A media report quoted American investigative journalist and author Seymour M Hersh as saying that a former Pakistani intelligence officer disclosed the hideout of bin Laden to the Central Intelligence Agency in exchange for a $25 million bounty on the head of the Al Qaeda chief, who was living as a prisoner under ISI protection in the garrison town of Abbottabad.
"In August 2010, a former senior Pakistani intelligence officer approached Jonathan Bank, then the CIA's station chief at the US embassy in Islamabad.
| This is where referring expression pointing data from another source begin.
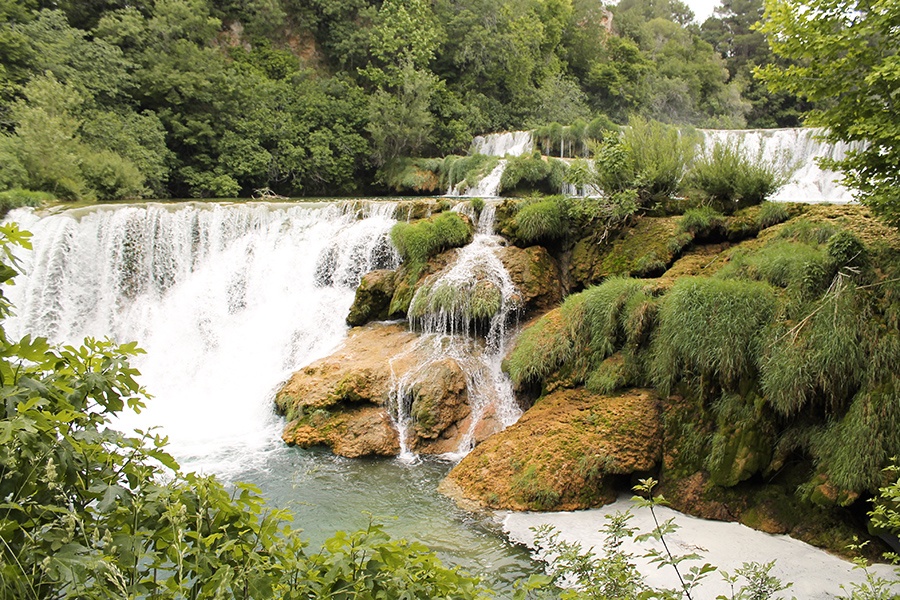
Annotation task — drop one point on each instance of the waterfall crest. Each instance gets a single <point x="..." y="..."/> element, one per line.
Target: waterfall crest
<point x="474" y="294"/>
<point x="227" y="300"/>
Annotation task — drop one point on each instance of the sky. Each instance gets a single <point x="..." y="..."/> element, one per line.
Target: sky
<point x="702" y="8"/>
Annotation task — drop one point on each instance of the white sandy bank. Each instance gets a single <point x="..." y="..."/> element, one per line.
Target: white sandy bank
<point x="814" y="573"/>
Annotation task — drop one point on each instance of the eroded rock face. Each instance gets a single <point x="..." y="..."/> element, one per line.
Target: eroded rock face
<point x="536" y="275"/>
<point x="373" y="298"/>
<point x="344" y="400"/>
<point x="562" y="452"/>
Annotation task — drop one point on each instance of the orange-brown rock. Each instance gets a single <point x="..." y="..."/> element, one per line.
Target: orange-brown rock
<point x="536" y="274"/>
<point x="344" y="400"/>
<point x="562" y="452"/>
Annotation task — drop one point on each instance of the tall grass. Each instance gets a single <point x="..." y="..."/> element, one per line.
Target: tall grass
<point x="648" y="156"/>
<point x="542" y="221"/>
<point x="713" y="328"/>
<point x="819" y="359"/>
<point x="587" y="329"/>
<point x="417" y="242"/>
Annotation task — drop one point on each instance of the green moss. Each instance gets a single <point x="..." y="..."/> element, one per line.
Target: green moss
<point x="417" y="242"/>
<point x="530" y="488"/>
<point x="711" y="327"/>
<point x="771" y="213"/>
<point x="541" y="221"/>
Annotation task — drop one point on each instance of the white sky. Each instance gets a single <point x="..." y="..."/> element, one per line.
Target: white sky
<point x="702" y="8"/>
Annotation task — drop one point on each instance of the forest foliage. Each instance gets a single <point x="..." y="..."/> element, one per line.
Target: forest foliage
<point x="190" y="98"/>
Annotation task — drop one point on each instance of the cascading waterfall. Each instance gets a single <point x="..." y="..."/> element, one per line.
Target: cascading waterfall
<point x="475" y="294"/>
<point x="512" y="143"/>
<point x="796" y="150"/>
<point x="227" y="300"/>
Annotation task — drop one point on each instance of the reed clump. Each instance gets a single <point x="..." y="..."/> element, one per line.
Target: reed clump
<point x="731" y="180"/>
<point x="417" y="242"/>
<point x="711" y="327"/>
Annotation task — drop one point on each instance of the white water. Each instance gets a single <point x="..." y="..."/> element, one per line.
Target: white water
<point x="227" y="300"/>
<point x="449" y="333"/>
<point x="512" y="143"/>
<point x="487" y="187"/>
<point x="796" y="150"/>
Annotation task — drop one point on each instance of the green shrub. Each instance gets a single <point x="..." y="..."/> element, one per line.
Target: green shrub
<point x="544" y="220"/>
<point x="588" y="328"/>
<point x="417" y="242"/>
<point x="853" y="450"/>
<point x="703" y="222"/>
<point x="801" y="268"/>
<point x="733" y="181"/>
<point x="846" y="252"/>
<point x="17" y="198"/>
<point x="819" y="357"/>
<point x="771" y="213"/>
<point x="711" y="327"/>
<point x="648" y="156"/>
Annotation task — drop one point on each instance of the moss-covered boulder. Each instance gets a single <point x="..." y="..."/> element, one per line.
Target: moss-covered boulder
<point x="439" y="406"/>
<point x="564" y="453"/>
<point x="345" y="401"/>
<point x="536" y="275"/>
<point x="373" y="298"/>
<point x="644" y="250"/>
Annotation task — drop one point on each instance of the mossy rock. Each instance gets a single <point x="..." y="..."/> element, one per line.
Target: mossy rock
<point x="643" y="250"/>
<point x="564" y="453"/>
<point x="373" y="298"/>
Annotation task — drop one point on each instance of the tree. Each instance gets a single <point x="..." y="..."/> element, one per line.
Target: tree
<point x="88" y="512"/>
<point x="847" y="60"/>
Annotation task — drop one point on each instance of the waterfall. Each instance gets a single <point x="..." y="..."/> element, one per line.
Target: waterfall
<point x="488" y="187"/>
<point x="512" y="143"/>
<point x="796" y="150"/>
<point x="446" y="309"/>
<point x="226" y="299"/>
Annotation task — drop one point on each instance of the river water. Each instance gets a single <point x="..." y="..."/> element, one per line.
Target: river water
<point x="228" y="299"/>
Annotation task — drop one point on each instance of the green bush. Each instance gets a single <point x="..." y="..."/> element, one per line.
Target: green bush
<point x="648" y="156"/>
<point x="703" y="222"/>
<point x="711" y="327"/>
<point x="803" y="269"/>
<point x="417" y="242"/>
<point x="588" y="328"/>
<point x="467" y="171"/>
<point x="733" y="181"/>
<point x="542" y="221"/>
<point x="819" y="357"/>
<point x="17" y="198"/>
<point x="870" y="424"/>
<point x="771" y="213"/>
<point x="112" y="177"/>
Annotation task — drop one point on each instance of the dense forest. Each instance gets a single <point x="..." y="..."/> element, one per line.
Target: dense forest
<point x="106" y="99"/>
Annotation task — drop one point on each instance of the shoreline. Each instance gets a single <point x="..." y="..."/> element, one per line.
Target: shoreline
<point x="814" y="573"/>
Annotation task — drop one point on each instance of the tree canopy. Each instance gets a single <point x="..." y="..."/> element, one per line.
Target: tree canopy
<point x="846" y="60"/>
<point x="193" y="98"/>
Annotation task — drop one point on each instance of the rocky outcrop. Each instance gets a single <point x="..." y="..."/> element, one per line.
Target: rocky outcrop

He offered to tell the CIA where to find bin Laden in return for the reward that Washington had offered in 2001," Pakistani daily The Dawn reported quoting Hersh.
Bin Laden was killed in Abbottabad on the night of May 2, 2011, in a secret raid by US Navy SEALs.
But the US government has rejected the claim.
"There are too many inaccuracies and baseless assertions in this piece to fact check each one," White House National Security Council spokesman Edward Price told reporters.
"Nevertheless, the notion that the operation that killed Osama bin Laden was anything but a unilateral US mission is patently false," he claimed.
"As we said at the time, knowledge of this operation was confined to a very small circle of senior US officials.
"The President decided early on not to inform any other government, including the Pakistani government, which was not notified until after the raid had occurred. We had been and continue to be partners with Pakistan in our joint effort to destroy Al Qaeda, but this was a US operation through and through," the spokesman said.
Hersh also claimed that Dr Shakil Afridi, the physician now jailed in Peshawar for helping the CIA trace bin Laden's hideout, was a CIA asset but did not know about the raid.
Afridi was used as a cover to hide the real story, Hersh said.